On the first sun-filled Saturday of Summer, a darkened and windowless lecture theatre would hardly be the first choice of venue to spend ones day. However, it certainly was for the 250 people who packed the Robert Emmet Lecture theatre to capacity in Trinity College for the Archives in Crisis symposium.
Organised by the Action on Archives group, headed by T.C.D. Research Fellow Dr. Peter Crooks ,the event was also organised in association by the Society of Archivists (Ireland), headed by Cecile Chemin. The symposium was chaired by Dr. Diarmaid Ferriter, Professor of Modern Irish History at University College Dublin. The panel of guest speakers included Catriona Crowe of the National Archives, Eunan O’Halpin, Professor of Modern Irish History at Trinity College and Fintan O’Toole, Deputy Editor of the Irish Times.
The meeting was scheduled to tackle, for the first time by public debate, the proposed merger of the National Archives and the Irish Manuscripts Commission INTO the National Library of Ireland, put forward by the Government in the December 2000 budget. Described as the biggest risk to Irish documented heritage and records since the shelling of the Four Courts in 1922, the meeting certainly did address and tackle this issue of merging the Archives and Library, with O’Toole calling it an “idiotic proposal and symptomatic of the back-of-an-envelope and ill-informed politics that has brought Ireland to the current state of crisis it finds itself in today”. Given the crowd and undoubted public interest in the future of Irish records and archives, the meeting also addressed ‘action on archives’ that must be taken nationally and in all aspects of the profession, its funding, its service, its accessibility and its direction from the Department of Sport, Culture and Tourism and its Minister.
Catriona Crowe, representing the archivists’ branch of IMPACT trade union, addressed the distinct lack of storage capacity that prevents the National Archives from acting on its statutory obligations to receive, catalogue, preserve and disseminate the records of the Irish state as appropriate. Today, records even dating back to the nineteenth and eighteenth lie at risk in the government departments as the National Archives, despite desperately wanting the records, do not have space, staff or budget to take in the records. Staffing levels in the National Archives are at 45 people, the National Library of Ireland has a staff of 100 and the National Museum has a staff of 200. These figures are but one reminder of the funding and personnel issues which are at crisis point at the National Archives. Crowe argued strongly for the necessity for the re-establishment of the National Archives Advisory Council, which was established under the National Archives Act of 1986. The NAAC has not met since 2007. A vocal and informed NAAC is an absent and vital cog in the efficient and dedicated service of the National Archives.

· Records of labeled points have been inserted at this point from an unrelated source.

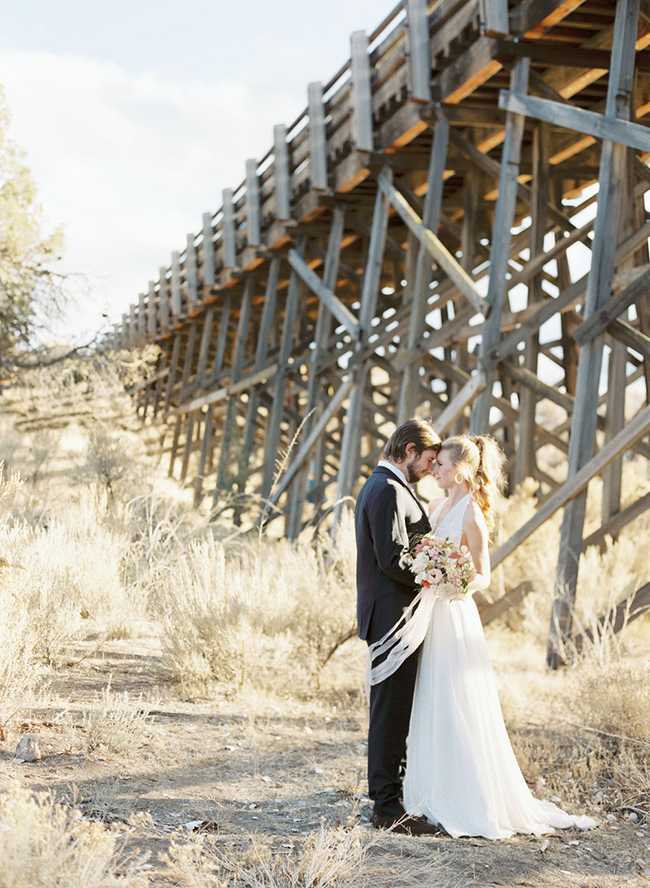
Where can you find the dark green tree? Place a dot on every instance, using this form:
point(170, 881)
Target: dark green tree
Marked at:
point(30, 287)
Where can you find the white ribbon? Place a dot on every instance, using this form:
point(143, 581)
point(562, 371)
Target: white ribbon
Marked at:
point(401, 640)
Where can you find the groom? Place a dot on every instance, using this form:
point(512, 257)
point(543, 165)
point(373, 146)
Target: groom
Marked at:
point(387, 512)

Fintan O’Toole has through the columns of The Irish Times, of which he is assistant editor, has long been an advocate for stringent or at least consistent and beneficial policy on archives and state records from the Government and at the National Archives. The ability of any citizens of a nation to truly know one-self and grasp at the idea of national identity is through the actions of its National Archives. In the wake of recent damming and horrific reports of abuse and deliberate destruction of records in institutional schools, Magdalene laundries, mental hospitals and general hospitals, how we as a people and nation respond to these crises will tell forever more. Through the records and archives of these forgotten Irish and forgotten institutions the stories of those who were previously silent can now be heard.
In fact, the theme of health records, with particular emphasis on those records of Irish mental hospitals, drew particular attention and debate from attendees of the symposium. It was obvious from the passionate interest from audience members, with reference to health records in particular, that ‘action on archives’ is indeed needed in many aspects of how records of health and education are documented and preserved. Events that lie beyond the immediate hands of record keepers such as the fire that gutted Longford town Cathedral on Christmas morning of 2009 must be averted in the future. Countless birth, death and marriage records as well as priceless golden crosiers were destroyed in the fire but it was only from the ashes did officials realise that these records were even kept in the cathedral.
The Action-on-Archives organised symposium on the current crisis in Irish state record keeping was a hugely positive starting point. It is the primary goal and objective of the group to oppose the loss by the National Archives of its autonomous identity. The work by Peter Crooks to bring this event together should not be lost and should prove to be the first step of a united effort to lobby an uninformed Government decision and highlight to a public the vital importance of the consistent adherence of the National Archives to its statutory obligations, they primarily being safeguarding and preserving of records of the Irish State and therefore also, the actions of a people and government.